Introduction

AAanalysis is a Python framework designed for scientists and researchers focusing on interpretable sequence-based protein prediction. Ideal for comparing protein sequences using amino acid scales, this toolkit is versatile enough for any sequence analysis representable by numerical values.

Key Algorithms

  • CPP: Comparative Physicochemical Profiling, an interpretable feature engineering algorithm comparing two sets of protein sequences to identify the set of most distinctive features.

  • dPULearn: A deterministic Positive-Unlabeled (PU) Learning algorithm tailored for training on unbalanced and small datasets, enhancing predictive accuracy.
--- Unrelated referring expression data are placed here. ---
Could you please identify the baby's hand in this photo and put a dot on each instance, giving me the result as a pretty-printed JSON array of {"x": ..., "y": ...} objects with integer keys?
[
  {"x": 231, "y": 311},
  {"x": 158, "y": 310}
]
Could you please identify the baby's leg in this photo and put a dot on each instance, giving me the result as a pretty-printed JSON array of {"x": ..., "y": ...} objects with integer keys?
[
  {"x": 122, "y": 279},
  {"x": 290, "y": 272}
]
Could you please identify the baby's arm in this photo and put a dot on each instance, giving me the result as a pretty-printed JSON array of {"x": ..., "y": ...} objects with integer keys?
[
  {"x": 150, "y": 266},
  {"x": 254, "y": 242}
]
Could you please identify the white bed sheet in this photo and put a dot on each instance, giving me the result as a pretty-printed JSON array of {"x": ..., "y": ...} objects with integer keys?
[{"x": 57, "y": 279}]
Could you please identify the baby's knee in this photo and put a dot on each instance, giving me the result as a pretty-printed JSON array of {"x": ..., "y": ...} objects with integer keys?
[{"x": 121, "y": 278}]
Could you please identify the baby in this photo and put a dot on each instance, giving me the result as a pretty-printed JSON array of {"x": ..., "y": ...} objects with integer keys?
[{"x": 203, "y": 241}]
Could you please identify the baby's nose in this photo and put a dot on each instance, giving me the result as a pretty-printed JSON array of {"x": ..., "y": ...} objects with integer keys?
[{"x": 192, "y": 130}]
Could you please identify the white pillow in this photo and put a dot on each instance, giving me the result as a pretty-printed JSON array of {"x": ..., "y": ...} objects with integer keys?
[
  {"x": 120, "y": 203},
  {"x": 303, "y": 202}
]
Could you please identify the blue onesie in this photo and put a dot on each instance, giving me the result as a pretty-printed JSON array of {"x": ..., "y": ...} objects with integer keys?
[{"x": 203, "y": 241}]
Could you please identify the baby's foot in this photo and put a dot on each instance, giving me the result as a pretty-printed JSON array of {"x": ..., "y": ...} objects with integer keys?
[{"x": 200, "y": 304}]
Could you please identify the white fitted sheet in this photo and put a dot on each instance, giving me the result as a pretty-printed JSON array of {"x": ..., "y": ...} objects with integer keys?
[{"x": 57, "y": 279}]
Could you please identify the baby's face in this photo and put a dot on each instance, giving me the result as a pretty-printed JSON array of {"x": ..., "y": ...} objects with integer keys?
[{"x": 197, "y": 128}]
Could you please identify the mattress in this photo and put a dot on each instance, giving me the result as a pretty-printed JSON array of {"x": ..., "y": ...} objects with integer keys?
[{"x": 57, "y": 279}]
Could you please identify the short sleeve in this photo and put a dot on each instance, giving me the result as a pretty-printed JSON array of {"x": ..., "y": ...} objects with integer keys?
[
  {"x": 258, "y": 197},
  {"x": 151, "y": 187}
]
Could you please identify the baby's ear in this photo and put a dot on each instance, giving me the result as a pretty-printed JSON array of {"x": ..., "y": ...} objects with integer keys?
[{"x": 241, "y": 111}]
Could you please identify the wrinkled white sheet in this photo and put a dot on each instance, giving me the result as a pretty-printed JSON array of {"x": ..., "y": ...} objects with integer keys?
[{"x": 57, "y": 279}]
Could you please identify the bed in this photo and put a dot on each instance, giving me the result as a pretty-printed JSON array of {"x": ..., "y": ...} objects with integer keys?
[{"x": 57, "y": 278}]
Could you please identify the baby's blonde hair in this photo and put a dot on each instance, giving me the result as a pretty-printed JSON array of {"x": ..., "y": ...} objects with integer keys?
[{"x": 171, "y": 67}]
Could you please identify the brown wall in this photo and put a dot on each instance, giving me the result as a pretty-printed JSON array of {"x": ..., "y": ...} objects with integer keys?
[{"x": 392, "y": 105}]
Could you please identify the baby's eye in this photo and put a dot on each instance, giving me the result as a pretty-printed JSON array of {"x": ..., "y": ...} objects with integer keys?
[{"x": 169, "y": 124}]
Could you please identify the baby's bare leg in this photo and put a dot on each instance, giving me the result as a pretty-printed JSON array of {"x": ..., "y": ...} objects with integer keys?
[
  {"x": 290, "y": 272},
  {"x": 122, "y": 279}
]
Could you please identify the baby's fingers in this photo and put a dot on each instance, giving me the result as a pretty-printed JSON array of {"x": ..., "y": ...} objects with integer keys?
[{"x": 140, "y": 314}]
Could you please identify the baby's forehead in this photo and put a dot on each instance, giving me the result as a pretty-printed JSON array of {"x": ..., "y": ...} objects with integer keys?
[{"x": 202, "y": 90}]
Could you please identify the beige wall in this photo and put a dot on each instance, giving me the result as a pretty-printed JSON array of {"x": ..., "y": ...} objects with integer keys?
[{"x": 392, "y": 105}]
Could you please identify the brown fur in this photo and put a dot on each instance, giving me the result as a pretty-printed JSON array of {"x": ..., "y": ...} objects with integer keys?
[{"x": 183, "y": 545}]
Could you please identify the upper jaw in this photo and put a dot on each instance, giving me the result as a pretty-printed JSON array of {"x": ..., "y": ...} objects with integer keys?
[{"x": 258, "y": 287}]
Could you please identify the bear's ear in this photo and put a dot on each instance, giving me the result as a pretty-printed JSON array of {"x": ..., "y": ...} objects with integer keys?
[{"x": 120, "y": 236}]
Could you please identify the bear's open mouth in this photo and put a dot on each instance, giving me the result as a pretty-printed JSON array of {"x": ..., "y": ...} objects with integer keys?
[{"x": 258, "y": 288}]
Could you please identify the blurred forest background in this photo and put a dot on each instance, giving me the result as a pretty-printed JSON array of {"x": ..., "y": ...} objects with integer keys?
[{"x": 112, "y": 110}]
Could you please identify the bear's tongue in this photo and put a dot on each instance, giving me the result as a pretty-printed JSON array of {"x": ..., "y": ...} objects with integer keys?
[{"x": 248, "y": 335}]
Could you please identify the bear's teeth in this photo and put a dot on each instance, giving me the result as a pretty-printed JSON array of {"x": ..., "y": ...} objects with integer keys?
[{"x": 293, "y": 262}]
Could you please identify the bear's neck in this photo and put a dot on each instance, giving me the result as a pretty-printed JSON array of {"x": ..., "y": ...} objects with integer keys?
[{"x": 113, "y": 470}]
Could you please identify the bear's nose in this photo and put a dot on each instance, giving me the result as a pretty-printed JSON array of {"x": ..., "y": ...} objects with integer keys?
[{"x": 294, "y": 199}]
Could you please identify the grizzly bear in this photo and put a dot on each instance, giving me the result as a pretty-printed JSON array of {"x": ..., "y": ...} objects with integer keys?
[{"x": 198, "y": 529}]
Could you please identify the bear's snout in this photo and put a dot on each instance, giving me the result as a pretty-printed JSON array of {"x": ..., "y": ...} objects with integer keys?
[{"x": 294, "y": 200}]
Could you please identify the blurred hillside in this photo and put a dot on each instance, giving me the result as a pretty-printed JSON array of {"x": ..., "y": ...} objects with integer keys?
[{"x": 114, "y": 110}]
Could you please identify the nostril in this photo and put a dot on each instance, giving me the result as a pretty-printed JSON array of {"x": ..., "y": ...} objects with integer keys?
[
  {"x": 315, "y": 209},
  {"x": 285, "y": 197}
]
  • AAclust: A k-optimized clustering wrapper that selects redundancy-reduced sets of numerical scales, such as amino acid scales.

Purpose and Audience

Designed for (computational) biologists, AAanalysis facilitates the analysis and comparison of protein sequences. It enables the discovery of physicochemical signatures that underlie biological interactions and functions.

Overview of Documentation

Start your journey with AAanalysis by visiting our Contributing page for installation instructions and information on contribution. Delve into the core concepts behind our algorithms in the Usage Principles section to understand our design philosophy, equipping you with the mental models necessary for effective application. Our Evaluation strategies are detailed to facilitate an transparent and objective analysis of our algorithms´s outcome.

To get hands-on experience, explore our Tutorials. In addition to our detailed API documentation, we compiled various overview Tables that provide in-depth resources, including our AAontology scale classification and a variety of benchmark protein datasets. Discover the scientific foundation of AAanalysis in the References section.